1.      Il presente Regolamento, adottato ai sensi dell'articolo 6, commi 9 e 10 della Legge 9 maggio 1989, n. 168, e delle disposizioni di cui all'articolo 13 del Decreto Legislativo 6 aprile 2006, n. 164, disciplina le procedure di trasferimento e mobilità interna presso l'Università di Perugia dei  Professori di I e II fascia e dei Ricercatori universitari.

2.      Le Facoltà possono ricorrere alle procedure di trasferimento di cui al presente regolamento quando risultino accertate nelle loro disponibilità risorse adeguate per la copertura di posti di ruolo di Professori di I e II fascia nell'ambito della programmazione di cui all'articolo 1-ter, lettera e), del Decreto-Legge 31 gennaio 2005, n. 7, convertito dalla Legge 31 marzo 2005, n. 43, nel rispetto dei limiti di spesa di cui all'articolo 51, comma 4, della Legge 7 dicembre 1997, n. 449 e all'articolo 1, comma 105, della Legge 30 dicembre 2004, n. 311.

 

Art. 2

Programmazione

1.      Le richieste di copertura di posti di Professore di ruolo di I e II fascia e di Ricercatori universitari mediante trasferimento sono avanzate dal Consiglio di  Facoltà, con riferimento alle proprie specifiche esigenze didattiche e scientifiche,  con delibera approvata dalla maggioranza assoluta degli aventi diritto al voto.

2.      Verificata l’esistenza delle disponibilità finanziarie necessarie, secondo le deliberazioni degli organi accademici, il Rettore emana il bando che dà avviso della vacanza del posto di Professore di I o II fascia e di Ricercatore.

3.      Nell’avviso devono essere indicati il settore scientifico-disciplinare cui si riferisce il posto da coprire, la sede e la tipologia di impegno scientifico e didattico richiesto.

4.      Il bando è pubblicato sulla “Gazzetta Ufficiale”, è affisso all’albo Ufficiale della Università  e all’Albo  della Facoltà interessata e viene diffuso anche per via telematica tramite il sito-web dell’Ateneo.

 

Art. 3

Requisiti

1.      Possono presentare domanda, indirizzata al Preside della Facoltà interessata,  nei termini previsti dal successivo art. 4, i Professori e i Ricercatori universitari che rivestano la medesima posizione accademica per la quale è stata dichiarata la vacanza, inquadrati nello stesso settore oggetto dell’avviso di vacanza, o i Professori ordinari e i Professori associati confermati e i Ricercatori universitari confermati inquadrati  in settore scientifico-disciplinare diverso da quello indicato nell’avviso di vacanza, purché  in ogni caso in possesso di adeguata qualificazione scientifica nel settore di destinazione.

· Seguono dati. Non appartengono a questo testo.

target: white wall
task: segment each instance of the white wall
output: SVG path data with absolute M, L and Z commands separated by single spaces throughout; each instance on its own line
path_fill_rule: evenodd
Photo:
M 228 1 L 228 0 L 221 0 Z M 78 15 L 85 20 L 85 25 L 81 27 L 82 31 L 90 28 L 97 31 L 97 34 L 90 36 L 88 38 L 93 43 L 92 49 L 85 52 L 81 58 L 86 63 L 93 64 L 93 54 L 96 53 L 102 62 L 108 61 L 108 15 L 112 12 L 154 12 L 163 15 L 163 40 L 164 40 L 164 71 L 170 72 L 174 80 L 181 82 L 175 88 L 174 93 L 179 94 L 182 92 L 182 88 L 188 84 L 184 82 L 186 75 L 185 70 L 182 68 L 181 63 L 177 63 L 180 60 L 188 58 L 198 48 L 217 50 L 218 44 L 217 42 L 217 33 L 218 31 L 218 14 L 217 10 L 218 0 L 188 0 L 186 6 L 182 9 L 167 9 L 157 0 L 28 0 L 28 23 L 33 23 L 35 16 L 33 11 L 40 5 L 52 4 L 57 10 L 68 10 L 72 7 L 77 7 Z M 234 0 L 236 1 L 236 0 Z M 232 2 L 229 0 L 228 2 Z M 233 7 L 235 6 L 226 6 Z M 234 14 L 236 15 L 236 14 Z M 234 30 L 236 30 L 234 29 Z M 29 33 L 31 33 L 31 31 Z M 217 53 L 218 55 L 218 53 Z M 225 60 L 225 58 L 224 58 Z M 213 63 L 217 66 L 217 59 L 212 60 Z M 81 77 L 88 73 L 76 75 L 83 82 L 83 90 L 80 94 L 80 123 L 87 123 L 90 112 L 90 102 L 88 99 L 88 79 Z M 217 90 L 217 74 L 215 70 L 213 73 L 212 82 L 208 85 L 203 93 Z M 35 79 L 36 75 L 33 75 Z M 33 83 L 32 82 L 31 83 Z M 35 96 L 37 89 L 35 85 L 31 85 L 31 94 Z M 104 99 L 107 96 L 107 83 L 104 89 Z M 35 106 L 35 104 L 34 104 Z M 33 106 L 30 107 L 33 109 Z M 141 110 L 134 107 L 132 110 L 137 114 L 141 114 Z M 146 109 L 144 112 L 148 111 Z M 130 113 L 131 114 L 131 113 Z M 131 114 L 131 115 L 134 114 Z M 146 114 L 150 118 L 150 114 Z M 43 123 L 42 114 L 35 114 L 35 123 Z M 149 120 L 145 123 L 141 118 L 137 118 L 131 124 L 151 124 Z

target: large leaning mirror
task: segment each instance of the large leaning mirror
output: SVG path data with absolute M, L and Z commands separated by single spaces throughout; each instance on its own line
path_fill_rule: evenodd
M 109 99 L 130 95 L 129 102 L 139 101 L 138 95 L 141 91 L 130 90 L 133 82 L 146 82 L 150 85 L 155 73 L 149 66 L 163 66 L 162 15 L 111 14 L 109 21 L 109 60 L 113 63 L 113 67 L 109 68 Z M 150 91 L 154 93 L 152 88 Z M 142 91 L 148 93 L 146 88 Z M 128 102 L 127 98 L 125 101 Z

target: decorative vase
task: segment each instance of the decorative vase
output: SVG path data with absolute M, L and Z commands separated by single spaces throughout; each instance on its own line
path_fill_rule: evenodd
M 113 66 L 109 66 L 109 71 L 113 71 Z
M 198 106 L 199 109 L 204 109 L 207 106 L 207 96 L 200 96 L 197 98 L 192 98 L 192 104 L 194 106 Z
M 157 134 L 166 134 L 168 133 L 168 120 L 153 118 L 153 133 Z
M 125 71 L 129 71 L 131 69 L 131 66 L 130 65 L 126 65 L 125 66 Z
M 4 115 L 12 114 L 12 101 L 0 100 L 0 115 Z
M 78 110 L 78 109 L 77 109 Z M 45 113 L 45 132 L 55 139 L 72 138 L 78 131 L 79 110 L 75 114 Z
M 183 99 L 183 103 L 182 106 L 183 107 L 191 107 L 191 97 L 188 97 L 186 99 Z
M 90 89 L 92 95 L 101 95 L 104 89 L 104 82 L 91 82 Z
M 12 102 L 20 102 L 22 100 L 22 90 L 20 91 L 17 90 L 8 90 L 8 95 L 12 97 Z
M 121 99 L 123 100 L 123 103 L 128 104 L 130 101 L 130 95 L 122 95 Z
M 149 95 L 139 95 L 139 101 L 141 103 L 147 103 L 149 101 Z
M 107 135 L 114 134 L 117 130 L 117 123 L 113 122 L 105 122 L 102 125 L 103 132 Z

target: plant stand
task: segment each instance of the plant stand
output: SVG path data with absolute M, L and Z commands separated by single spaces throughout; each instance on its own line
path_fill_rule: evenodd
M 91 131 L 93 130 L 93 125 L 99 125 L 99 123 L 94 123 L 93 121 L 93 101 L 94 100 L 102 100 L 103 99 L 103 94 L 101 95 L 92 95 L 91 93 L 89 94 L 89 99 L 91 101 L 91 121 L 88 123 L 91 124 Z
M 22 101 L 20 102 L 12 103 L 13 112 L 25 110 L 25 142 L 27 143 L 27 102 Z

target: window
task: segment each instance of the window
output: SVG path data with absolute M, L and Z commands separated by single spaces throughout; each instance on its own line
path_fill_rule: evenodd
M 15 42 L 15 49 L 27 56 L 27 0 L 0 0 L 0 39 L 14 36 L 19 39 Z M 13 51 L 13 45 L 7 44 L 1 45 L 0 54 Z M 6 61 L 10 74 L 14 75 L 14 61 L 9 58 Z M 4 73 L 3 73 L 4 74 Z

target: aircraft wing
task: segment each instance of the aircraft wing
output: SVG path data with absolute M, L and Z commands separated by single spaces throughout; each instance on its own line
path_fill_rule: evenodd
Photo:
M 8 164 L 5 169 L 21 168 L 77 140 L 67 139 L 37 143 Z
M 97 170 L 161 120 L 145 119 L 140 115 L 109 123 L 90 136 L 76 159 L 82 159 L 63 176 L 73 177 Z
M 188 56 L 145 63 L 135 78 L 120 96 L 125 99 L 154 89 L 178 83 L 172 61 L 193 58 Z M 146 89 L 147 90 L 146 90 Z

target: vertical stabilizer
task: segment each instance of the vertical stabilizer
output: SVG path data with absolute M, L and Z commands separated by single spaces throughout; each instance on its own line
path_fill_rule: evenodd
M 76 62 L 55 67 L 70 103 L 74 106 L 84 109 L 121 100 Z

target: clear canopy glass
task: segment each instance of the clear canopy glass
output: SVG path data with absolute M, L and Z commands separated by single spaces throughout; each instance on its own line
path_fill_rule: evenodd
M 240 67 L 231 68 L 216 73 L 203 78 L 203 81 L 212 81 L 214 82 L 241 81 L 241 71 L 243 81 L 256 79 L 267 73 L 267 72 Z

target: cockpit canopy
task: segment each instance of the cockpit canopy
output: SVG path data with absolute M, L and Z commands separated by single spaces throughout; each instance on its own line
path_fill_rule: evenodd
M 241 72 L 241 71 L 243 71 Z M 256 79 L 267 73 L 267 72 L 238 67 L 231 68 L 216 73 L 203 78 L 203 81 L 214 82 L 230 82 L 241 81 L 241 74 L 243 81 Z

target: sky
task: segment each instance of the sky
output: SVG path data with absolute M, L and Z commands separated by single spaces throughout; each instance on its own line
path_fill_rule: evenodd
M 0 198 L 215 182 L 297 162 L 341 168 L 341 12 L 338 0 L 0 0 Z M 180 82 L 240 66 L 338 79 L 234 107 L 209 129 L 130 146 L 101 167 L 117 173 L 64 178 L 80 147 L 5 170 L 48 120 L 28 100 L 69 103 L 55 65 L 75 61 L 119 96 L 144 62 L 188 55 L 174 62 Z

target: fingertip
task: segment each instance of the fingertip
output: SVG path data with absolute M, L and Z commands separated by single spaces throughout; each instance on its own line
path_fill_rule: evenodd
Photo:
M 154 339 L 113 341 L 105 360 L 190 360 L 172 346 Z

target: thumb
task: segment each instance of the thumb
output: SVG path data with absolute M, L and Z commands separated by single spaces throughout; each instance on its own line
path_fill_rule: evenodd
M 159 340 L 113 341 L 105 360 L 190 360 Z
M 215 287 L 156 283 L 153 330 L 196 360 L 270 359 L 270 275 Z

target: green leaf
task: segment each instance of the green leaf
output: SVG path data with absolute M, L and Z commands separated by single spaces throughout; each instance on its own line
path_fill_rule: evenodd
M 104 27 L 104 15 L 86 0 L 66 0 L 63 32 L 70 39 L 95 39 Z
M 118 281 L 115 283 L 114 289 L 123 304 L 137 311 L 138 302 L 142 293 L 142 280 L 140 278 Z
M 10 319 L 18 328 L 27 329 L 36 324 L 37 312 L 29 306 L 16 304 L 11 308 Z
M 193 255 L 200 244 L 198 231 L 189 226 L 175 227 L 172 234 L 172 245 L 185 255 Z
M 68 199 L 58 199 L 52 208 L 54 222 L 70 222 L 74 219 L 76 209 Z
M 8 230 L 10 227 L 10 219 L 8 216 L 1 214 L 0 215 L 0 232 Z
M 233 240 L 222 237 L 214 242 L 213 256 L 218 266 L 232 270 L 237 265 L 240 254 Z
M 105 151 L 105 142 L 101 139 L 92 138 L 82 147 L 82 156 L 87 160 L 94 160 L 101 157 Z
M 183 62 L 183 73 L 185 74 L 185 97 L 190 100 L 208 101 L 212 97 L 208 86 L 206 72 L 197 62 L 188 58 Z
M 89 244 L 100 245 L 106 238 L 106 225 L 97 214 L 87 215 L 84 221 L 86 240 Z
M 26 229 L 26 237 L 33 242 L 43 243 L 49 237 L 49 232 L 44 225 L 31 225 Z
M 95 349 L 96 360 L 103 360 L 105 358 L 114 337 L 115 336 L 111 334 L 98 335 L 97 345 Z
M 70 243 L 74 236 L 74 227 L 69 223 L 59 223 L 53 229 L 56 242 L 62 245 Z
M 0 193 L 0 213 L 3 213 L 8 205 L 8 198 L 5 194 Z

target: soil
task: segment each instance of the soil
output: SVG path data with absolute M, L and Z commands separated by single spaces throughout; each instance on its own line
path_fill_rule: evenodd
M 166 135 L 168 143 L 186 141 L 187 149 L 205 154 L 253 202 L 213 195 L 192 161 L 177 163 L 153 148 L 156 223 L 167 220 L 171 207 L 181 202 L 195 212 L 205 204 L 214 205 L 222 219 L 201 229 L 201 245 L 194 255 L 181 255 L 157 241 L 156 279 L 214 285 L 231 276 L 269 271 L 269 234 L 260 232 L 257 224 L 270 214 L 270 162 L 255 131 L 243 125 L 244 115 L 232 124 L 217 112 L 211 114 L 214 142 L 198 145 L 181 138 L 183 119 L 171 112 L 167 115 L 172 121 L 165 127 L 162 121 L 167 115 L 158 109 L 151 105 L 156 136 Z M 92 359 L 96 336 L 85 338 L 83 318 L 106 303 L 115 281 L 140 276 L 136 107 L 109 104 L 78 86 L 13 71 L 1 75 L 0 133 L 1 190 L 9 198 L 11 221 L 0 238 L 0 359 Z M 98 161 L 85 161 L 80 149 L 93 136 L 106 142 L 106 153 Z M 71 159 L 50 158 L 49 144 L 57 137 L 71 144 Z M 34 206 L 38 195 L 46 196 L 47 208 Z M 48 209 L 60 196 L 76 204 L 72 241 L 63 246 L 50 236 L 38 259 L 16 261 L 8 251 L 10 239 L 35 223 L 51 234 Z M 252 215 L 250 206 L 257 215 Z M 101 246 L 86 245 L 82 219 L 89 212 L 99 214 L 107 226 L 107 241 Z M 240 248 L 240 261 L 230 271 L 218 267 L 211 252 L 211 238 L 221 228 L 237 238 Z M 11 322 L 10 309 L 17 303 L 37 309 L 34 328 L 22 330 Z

2.      Nel caso di Professori e di Ricercatori universitari in servizio presso altre Università, è condizione per la decorrenza del trasferimento, che i richiedenti abbiano prestato servizio nella sede universitaria di provenienza da almeno tre anni accademici, anche se in aspettativa ai sensi dell’art. 13 – primo comma,  numeri da 1) a 9) del D.P.R. 11.07.1980 n. 382;  tuttavia  la domanda potrà essere presentata nel corso dell’ultimo anno di permanenza richiesto per il completamento del periodo in questione.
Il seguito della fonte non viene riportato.